George Papadopoullos Aristidis Karacas ile temas kurarak, “enerji jeopolitiği” gibi konulara ilgi duyduğunu ve Türk-İsrail ilişkilerinin bozulmasından yararlanarak Yunanistan, Kıbrıs ve İsrail arasında işbirliğini öne çıkarmak için büyük bir fırsat doğduğunu söylüyordu. Karacas, Papdopoullos’un çalıştığı Hudson Enstitüsüne 100 bin dolarlık bağışta bulunarak Papadopoullos’un fikirlerinin yayılmasına yardımcı oldu.

Papadopoullos Yahudi lobisinin de desteğiyle, ABD başkanlığına adaylığını açıklayan Donald Trump’ın ekibiyle temas kurdu ve enerji alanında Yunanistan, İsrail ve Kıbrıs arasında işbirliği yapılması gerektiğini Trump’ın ekibinin bilgisine getirdi. Kendisine başkan adayı Trump ile randevu ayarlandı. Bundan böyle Trump’ın ekibinden biri sayılıyordu. Nitekim, bu sıfatla 2016 Mayıs’ında Atina’yı ziyaret etti ve Kıbrıs’a da uğrayarak cumhurbaşkanı Nikos Anastasiadis ile görüştü. Papdopoullos’un söylediklerine bakılırsa, Anastasiadis oldukça keyifliydi. Purosunu tüttürüyordu ve “Allah’tan Trump kazandı” diyordu. “İngiliz üslerinden kurtulmak ve onların yerine Amerikalıların adaya gelmesini” istediğini söylüyordu

Sonunda, George Papadopoullos devre dışı kaldı ama Kıbrıs-İsrail-Yunanistan arasında işbirliğine dayanan “enerji-jeo-politiği” tıkır tıkır işliyordu. Kıbrıslı Rum karar vericiler, İsrail ile birliktelikten kazançlı çıkacaklarını, hem bölgede, hem de Washington nezdinde ellerinin güçleneceğini düşünüyorlardı.

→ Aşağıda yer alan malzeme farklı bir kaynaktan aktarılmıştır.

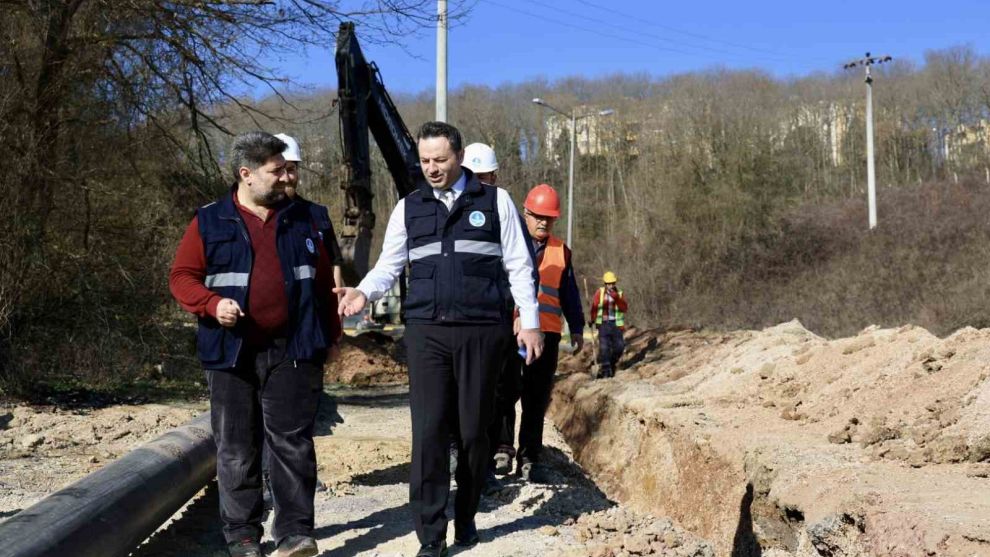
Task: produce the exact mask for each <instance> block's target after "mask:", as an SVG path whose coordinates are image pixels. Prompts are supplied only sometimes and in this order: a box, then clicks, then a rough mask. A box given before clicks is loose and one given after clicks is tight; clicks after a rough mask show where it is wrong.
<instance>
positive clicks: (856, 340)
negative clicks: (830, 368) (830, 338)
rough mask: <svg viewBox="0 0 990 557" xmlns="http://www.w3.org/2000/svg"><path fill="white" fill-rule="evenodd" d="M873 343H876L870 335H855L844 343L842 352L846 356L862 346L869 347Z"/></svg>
mask: <svg viewBox="0 0 990 557" xmlns="http://www.w3.org/2000/svg"><path fill="white" fill-rule="evenodd" d="M874 345H876V341H875V340H874V339H873V337H872V336H861V337H856V338H853V339H851V340H849V341H847V342H846V343H845V345H844V346H843V347H842V353H843V354H844V355H846V356H848V355H849V354H855V353H856V352H859V351H860V350H863V349H864V348H869V347H871V346H874Z"/></svg>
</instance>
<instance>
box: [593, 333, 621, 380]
mask: <svg viewBox="0 0 990 557" xmlns="http://www.w3.org/2000/svg"><path fill="white" fill-rule="evenodd" d="M625 349H626V340H625V339H624V338H622V331H620V330H619V328H618V327H617V326H616V325H615V321H604V322H602V324H601V325H599V326H598V360H599V363H600V364H601V371H600V372H599V374H598V375H599V376H600V377H615V367H616V366H617V365H618V364H619V359H620V358H622V353H623V352H624V351H625Z"/></svg>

O dönemde bu politikayı hararetle savunanlardan biri de Nikos Hristodoulidis idi. Nitekim, cumhurbaşkanlığı koltuğuna oturduktan sonra İsrail ve ABD ile ilişkileri en üst seviyeye çıkardı. Fakat, bu politikanın Kıbrıs Sorununun çözümüne olumlu yönde yansıyacağını söylemek imkansızdır. Türkiye’yi dışlama üzerine kurulan Kıbrıs-İsrail yakınlaşmasının Crans Montana’da yapılan Kıbrıs Konferansına yansımalarının olumsuz olduğu düşünülürse, bu politikanın devam ettiği sürece Kıbrıs Sorununun federal zeminde çözülmesinin mümkün olmayacağını söyleyebiliriz.

Bu yüzden, Trump yönetimi Kıbrıs konusunda bir karar alacaksa, öncelikle bölünmüş Kıbrıs’ın jeo-politik bir rekabetin parçası olmaktan kurtulamayacağını, bunun da Batı’nın çıkarları açısından sakıncalı olacağını idrak etmek durumundadır.

İkinci Trump yönetimi Birinci Trump yönetimi gibi, Doğu Akdeniz’de Türkiye’yi dışlayan ve Yunanistan, Kıbrıs ve İsrail’in işbirliğine dayalı bir strateji izlerse, Kıbrıs Sorununun çözümüne destek değil, köstek olur!